Abstract:Anonymization and data sharing are crucial for privacy protection and acquisition of large datasets for medical image analysis. This is a big challenge, especially for neuroimaging. Here, the brain's unique structure allows for re-identification and thus requires non-conventional anonymization. Generative adversarial networks (GANs) have the potential to provide anonymous images while preserving predictive properties. Analyzing brain vessel segmentation as a use case, we trained 3 GANs on time-of-flight (TOF) magnetic resonance angiography (MRA) patches for image-label generation: 1) Deep convolutional GAN, 2) Wasserstein-GAN with gradient penalty (WGAN-GP) and 3) WGAN-GP with spectral normalization (WGAN-GP-SN). The generated image-labels from each GAN were used to train a U-net for segmentation and tested on real data. Moreover, we applied our synthetic patches using transfer learning on a second dataset.
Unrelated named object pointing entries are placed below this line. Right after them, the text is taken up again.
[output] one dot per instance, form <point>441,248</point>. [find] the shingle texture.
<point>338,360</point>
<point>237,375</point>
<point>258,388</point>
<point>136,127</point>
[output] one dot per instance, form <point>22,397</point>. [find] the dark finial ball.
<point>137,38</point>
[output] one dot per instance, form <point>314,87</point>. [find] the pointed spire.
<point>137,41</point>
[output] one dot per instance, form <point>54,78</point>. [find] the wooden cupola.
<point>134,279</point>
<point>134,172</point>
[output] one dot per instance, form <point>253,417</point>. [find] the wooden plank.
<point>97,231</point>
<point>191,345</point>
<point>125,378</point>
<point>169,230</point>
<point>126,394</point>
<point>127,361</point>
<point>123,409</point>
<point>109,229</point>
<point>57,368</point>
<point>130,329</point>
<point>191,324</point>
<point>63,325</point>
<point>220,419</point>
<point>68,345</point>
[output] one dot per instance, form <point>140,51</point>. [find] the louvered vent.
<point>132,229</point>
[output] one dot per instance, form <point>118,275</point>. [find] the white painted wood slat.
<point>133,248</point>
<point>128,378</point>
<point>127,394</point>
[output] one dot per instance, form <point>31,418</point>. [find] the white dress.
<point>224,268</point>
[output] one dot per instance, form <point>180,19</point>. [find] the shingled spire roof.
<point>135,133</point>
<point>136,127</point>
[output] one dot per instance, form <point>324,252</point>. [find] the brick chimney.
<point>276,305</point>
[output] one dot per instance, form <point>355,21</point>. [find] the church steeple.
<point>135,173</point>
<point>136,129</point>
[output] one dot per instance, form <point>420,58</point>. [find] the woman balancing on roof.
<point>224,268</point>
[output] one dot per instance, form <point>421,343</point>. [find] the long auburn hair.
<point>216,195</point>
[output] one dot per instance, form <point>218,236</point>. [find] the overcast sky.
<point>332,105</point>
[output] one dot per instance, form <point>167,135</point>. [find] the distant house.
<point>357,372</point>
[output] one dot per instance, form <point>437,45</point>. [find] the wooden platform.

For an increasing number of up to 15 patients we evaluated the model performance on real data with and without pre-training. The performance for all models was assessed by the Dice Similarity Coefficient (DSC) and the 95th percentile of the Hausdorff Distance (95HD). Comparing the 3 GANs, the U-net trained on synthetic data generated by the WGAN-GP-SN showed the highest performance to predict vessels (DSC/95HD 0.82/28.97) benchmarked by the U-net trained on real data (0.89/26.61). The transfer learning approach showed superior performance for the same GAN compared to no pre-training, especially for one patient only (0.91/25.68 vs. 0.85/27.36). In this work, synthetic image-label pairs retained generalizable information and showed good performance for vessel segmentation. Besides, we showed that synthetic patches can be used in a transfer learning approach with independent data. This paves the way to overcome the challenges of scarce data and anonymization in medical imaging.